A wonderful story written by Yahoo! Sports' Les Carpenter followed Kitna at Lincoln High School, where the former NFL quarterback is not only teaching Algebra now (as well as a high school coach), he's teaching the toughest kids at the high school he attended when he was younger.
And so again he told the principals to have the other math teachers select the students they didn’t want – the ones who didn’t listen, who didn’t try, who didn’t care. He would take them all. The principals nodded. Lists were made, class rolls prepared. The new football coach was handed three dream teams of troublemakers. They wished him luck.
Only something happened in those three algebra classes, something no one could have imagined. The students who didn’t listen suddenly did. Those who never did work turned in assignments. And when the results of the math assessments came in, Kitna’s students were second best in the school. It wasn’t because their teacher was an NFL quarterback. Many of them didn’t have televisions at home. They had little idea who Jon Kitna was. No, this was something else. Something bigger. Something one of those two principals, Pat Erwin, considers in his office one recent day and finally calls: "The Kitna effect."

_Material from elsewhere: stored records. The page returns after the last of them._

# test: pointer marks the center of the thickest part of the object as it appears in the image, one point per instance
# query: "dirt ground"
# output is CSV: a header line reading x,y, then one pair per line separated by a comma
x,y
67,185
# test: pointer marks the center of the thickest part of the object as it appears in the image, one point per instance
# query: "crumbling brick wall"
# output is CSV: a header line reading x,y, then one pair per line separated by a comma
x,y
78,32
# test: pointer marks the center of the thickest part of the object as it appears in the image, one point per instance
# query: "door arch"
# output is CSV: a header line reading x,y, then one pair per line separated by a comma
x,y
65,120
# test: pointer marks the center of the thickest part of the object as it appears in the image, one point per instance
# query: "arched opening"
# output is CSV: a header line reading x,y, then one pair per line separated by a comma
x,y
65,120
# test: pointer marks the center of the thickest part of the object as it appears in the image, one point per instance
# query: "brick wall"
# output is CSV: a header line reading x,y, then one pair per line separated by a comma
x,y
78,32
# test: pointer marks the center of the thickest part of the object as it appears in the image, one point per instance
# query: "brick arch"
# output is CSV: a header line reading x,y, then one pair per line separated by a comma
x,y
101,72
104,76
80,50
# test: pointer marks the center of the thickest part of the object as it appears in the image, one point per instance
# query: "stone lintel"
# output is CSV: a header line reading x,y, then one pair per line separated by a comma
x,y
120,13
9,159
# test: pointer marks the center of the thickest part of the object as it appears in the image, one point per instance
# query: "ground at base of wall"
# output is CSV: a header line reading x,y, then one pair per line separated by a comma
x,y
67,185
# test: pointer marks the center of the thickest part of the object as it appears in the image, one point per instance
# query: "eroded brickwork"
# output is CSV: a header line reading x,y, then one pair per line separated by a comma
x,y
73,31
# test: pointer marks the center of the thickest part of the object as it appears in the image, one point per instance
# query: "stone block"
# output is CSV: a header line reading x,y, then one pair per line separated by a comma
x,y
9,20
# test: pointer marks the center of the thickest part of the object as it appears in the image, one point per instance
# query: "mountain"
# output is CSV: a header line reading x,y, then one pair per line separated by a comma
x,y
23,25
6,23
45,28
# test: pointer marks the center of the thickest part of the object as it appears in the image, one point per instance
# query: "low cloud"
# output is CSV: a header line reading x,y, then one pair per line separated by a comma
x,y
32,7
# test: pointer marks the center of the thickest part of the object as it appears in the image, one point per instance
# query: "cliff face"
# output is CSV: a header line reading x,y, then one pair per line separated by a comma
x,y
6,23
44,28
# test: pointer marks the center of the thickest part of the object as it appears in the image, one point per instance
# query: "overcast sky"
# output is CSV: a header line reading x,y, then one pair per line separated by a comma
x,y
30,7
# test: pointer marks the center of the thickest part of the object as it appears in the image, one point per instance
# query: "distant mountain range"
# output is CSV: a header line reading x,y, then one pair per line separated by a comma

Many of the kids, Carpenter writes, are from broken homes where Kitna has installed a sense of caring in these kids. Not only that he and his former teammates are donating money to improve the facilities for the football team.
To show his seriousness, Kitna spent $150,000 to fill the weight room with equipment as nice as that in any NFL practice facility. He had the walls painted and named it after his old Lincoln teammate and longtime NFL safety Lawyer Milloy. Soon others followed. Carson Palmer, a teammate in Cincinnati, bought two industrial washers for uniforms. Current Cowboys quarterback Tony Romo provided the money for new jerseys. Calvin Johnson, his old receiver in Detroit paid for new equipment as did Cowboys linebacker DeMarcus Ware. Since the kids didn’t have their own spikes for practice, the Cowboys boxed up dozens of cleats. When Nike took over the NFL uniform contract in the spring, the Seahawks sold their now useless game pants to Lincoln at $1 a pair so the team could have practice uniforms.
There are plenty of stories of former and current players doing their part, donating their money and/or time to make as signficiant an impact as they can. Jon Kitna isn't just doing that, he's now living it, embracing it. He has purpose.
It's a good story and worth the read.